In today’s global economy, sending workers on out-of-country assignments is a necessity for many companies. Here are some points to consider when planning these assignments and choosing employees to carry them out.
“How will it benefit the company?” is an important question to ask before making the decision to send an employee abroad. Some companies send their best workers out of the country to take on key roles that can’t otherwise be filled, while others send them to gather information, undergo training or gain experience. Sending employees overseas can also be an effective way to foster connections in a company with operations spread around the globe.
“How will it benefit the employee?” is another key question to consider. Along with fulfilling a need for the company, an assignment abroad will ideally do the same for the worker in question. According to Rich Bellis, a writer for Fast Company, many firms have even started sending employees on international travel for short periods as a way to retain them longer and develop their careers more fully. Regardless of how long the assignment lasts, making it beneficial for both the worker and the company is likely to pay off over the long term.

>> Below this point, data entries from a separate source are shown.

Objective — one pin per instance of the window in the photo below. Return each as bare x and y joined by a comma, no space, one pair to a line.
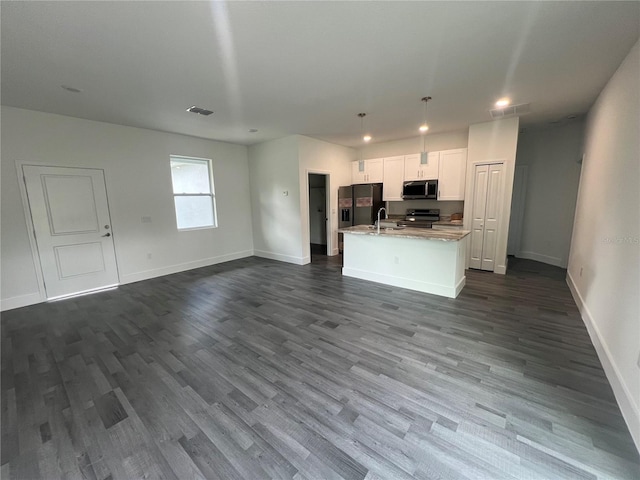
193,192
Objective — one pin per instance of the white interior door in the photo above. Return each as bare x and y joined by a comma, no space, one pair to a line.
491,217
72,228
486,209
480,182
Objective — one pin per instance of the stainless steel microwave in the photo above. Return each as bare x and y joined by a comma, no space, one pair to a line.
418,189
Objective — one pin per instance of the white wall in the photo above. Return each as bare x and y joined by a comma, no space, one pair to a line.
138,180
604,263
335,161
281,223
407,146
275,200
551,157
493,142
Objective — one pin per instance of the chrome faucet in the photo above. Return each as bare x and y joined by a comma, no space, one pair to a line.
385,216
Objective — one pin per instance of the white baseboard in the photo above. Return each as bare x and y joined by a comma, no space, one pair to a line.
410,284
181,267
20,301
280,257
625,399
538,257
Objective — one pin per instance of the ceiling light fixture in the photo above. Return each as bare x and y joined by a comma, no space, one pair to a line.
423,131
200,111
365,136
424,127
71,89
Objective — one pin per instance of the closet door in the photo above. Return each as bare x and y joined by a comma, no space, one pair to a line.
491,217
487,188
480,174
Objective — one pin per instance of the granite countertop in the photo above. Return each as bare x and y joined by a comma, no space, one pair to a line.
408,232
449,223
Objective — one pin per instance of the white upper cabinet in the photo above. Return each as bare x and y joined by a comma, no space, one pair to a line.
372,171
452,174
414,170
393,178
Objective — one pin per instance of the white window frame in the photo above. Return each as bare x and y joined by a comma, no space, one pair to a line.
211,193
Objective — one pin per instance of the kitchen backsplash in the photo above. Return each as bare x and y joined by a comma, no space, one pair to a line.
446,208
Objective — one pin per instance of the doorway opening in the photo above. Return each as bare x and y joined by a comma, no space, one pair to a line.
318,231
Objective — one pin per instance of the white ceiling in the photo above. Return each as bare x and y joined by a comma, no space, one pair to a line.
310,67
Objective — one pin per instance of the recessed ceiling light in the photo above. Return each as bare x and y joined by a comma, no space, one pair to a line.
71,89
200,111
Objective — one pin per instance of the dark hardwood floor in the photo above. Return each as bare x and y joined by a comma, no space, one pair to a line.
256,369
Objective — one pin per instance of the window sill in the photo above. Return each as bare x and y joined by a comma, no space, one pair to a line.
191,229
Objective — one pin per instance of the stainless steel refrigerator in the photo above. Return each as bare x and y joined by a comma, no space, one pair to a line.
358,205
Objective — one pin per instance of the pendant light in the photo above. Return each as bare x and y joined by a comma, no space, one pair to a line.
365,137
423,131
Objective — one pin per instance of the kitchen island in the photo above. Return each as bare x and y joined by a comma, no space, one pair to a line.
426,260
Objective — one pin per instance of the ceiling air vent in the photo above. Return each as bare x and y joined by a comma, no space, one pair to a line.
198,110
511,111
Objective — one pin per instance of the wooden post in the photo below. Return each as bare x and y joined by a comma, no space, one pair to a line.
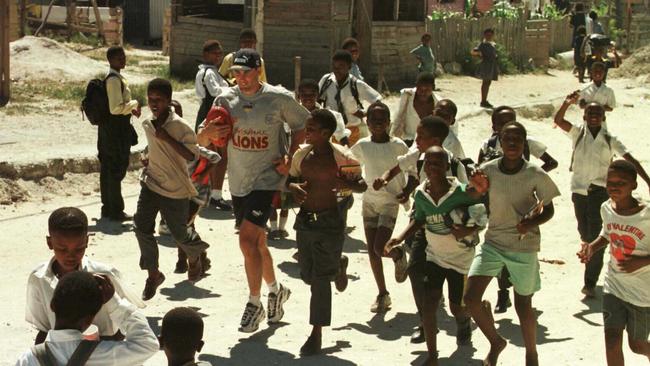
5,80
297,73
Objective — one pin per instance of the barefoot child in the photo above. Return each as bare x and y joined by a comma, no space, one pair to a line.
166,187
181,337
376,154
488,69
626,299
512,240
593,149
446,257
68,239
318,171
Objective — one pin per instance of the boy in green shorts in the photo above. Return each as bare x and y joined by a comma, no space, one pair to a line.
512,239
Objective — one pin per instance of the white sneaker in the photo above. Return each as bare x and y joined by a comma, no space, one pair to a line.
276,312
253,316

Sending employees to far-away lands can be expensive. Writing in Harvard Business Review, business professor Andy Molinsky and cultural consultant Melissa Hahn point out that an international assignment can cost companies up to three times a worker’s regular salary. With those costs in mind, Molinsky and Hahn recommend that companies develop plans for making the most of employees’ time abroad. These plans can include careful research on how overseas employment law and benefit requirements may differ from the U.S., in-depth training for employees who will be dealing with a new culture and creative strategies for helping them share what they learn with their fellow employees.
The right person
Selecting the right people is another key element of successful overseas assignments. Of course, companies will want potential workers to have the necessary aptitude to fulfill job requirements and learn new skills. However, according to U.S. News & World Report contributor Marcelle Yeager, employees heading abroad should also be flexible, tolerant and independent. The success of the assignment — for both the employee and the company — could easily hinge on whether or not the employee possesses the ability to navigate changing circumstances and embrace diversity.
The support system
From the beginning of the international assignment to the end, there are many ways a company can provide employees with the support they need to ensure success. Molinsky and Hahn recommend assigning a sponsor or point person to each worker for the long term as a way to help them navigate the continuing demands of a new cultural environment. Yeager lists language instruction, cultural training and help with finding housing as specific ways that companies can help employees abroad. She writes that assistance for workers’ spouses and children is important, too, as many assignments abroad fail because of family problems.
Companies can reap major benefits from sending their employees abroad, but there are also significant costs involved. However, with careful planning and support during every step of the process, companies can maximize the effectiveness of these international assignments.